Once found the applied configuration, figuring out the missing parameter can be a hard task. This can lead to several hours of reading the documentation or blogs.

Incomplete Feature

“In works on my laptop”. The worst excuse from a developer.

Sometimes, I develop a complete feature, with all the detailed unit tests, but when the Product Owner tests it, it doesn’t work.

Why?

Because he’s using different use cases. Use cases which haven’t been implemented.

This can be due to incomplete specifications, incomplete unit tests or a rush time.

The solution for that is just to keep implementing the feature and asking for a complete list of use cases.

Not Working Feature

How many times I’ve written unit tests and it works? But after the first test of the Product Owner, it doesn’t work.

Most of the time, this is due to a misunderstood behavior. I thought it should work one way, and the Product Owner thought it should work another way.

Before starting a feature, I make sure to understand the feature by talking with the Product Owner. I sit next to him, and I ensure the feature is well described and the use cases are all listed.

This initial meeting is the base of a working feature.

Cross-System Bugs

Now come more interesting bugs.

Let’s say my application calls an external API. This external API may have some bugs as well. And those bugs can make my application unstable.

Those are the bugs which I can reproduce on my laptop.

When connecting the first time with an external API, I used to define a communication interface where both have to fit. Stillon, both my application and the API will evolve. And bugs can appear in both sides.

I should write unit tests to make sure my application always respects the communication interface.
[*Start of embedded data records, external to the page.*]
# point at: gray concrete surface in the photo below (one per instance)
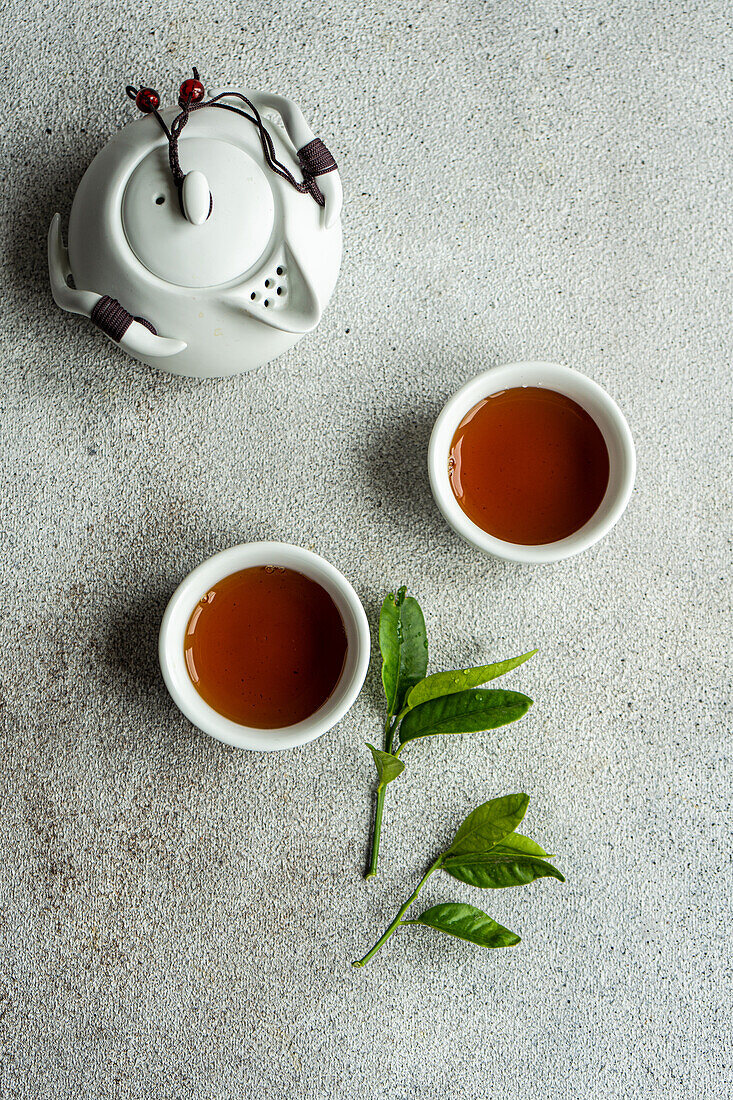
(523, 180)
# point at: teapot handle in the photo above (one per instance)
(138, 339)
(301, 133)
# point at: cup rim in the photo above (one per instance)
(570, 383)
(182, 604)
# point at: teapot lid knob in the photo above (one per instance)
(196, 198)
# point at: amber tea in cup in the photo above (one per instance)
(265, 647)
(528, 465)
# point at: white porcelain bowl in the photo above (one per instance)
(591, 397)
(179, 609)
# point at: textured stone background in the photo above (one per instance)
(523, 180)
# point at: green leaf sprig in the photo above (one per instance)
(485, 853)
(419, 706)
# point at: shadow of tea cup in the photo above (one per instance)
(209, 587)
(506, 466)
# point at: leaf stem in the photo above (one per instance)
(376, 828)
(393, 927)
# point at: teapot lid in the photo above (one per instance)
(232, 238)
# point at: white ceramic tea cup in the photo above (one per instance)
(181, 607)
(591, 397)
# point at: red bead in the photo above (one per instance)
(148, 100)
(190, 91)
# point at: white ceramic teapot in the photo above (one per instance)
(204, 241)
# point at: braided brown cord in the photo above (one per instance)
(315, 157)
(113, 319)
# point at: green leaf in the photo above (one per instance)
(467, 922)
(403, 642)
(493, 870)
(516, 843)
(387, 766)
(467, 712)
(489, 824)
(449, 683)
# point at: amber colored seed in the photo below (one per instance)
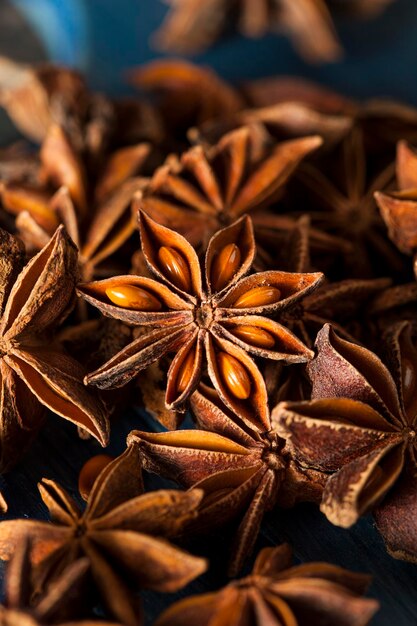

But if a bug comes from the API, my application won’t be prepared for that. It can be a new field, a renamed field, a null value, a different value type…

Once I see the error in my application, I can figure out it comes from the external API. But calling again the API can be risky. It may not produce the same output. Or I can’t call again the API as it changes the state of the production environment.

It may be very hard to debug.

The best option is to contact the development team of the API and try to solve the problem together.

Concurrent Bugs

When I develop a feature, I do it on my laptop, alone. When the feature is tested, it’s tested in a controlled platform, with few users.

But when running in production, I may see different behaviours due to the amount of users.

I may notice bugs because of two users trying to update the same entity. Or one user performing a batch operation while another trying to change a small entity. Or two batch operations which overlap in time.

I’ve faced many of those scenarios.

Sometimes, it leads me to database deadlocks.

Those are the hardest to reproduce. Even after seeing the error in the logs, or a user who complains about it, I can’t reproduce it to get the same context.

If I’m unable to be in the same context, I won’t be able to debug the application. I won’t be able to know if I need to optimize the concurrent access or use a thread-safe library.

Sometimes, a simple prioritization system is the best option.

Platform Dependent Bugs

Another bug that perfectly fits in the “It works on my laptop”.

Sometimes, I’ve validated a feature in the development environment, with all the use cases. Once delivered to the next environment, it stops working.

Now, it’s time to figure out the difference between both environments.

It can be the source code. Not all the features are fully merged. Some may create conflicts
The data in the database may not be the same.
The platform may be configured differently. It may have fewer resources, or deactivate some services.

For those bugs, I always configure my laptop to be able to run my local application connected to a target environment. This procedure must be followed with caution, as it may generate more data inaccuracy.

Conclusion

For me, the worst bugs I’d to correct are the concurrent bugs.

Once it was batch operations which overlapped and produced database deadlocks. Another time it was a sequence of two users which occurred at the same time.

The best way to keep moving on a bug is to try different things. Talk to somebody, expose all the problems, and the solution may appear on a simple question.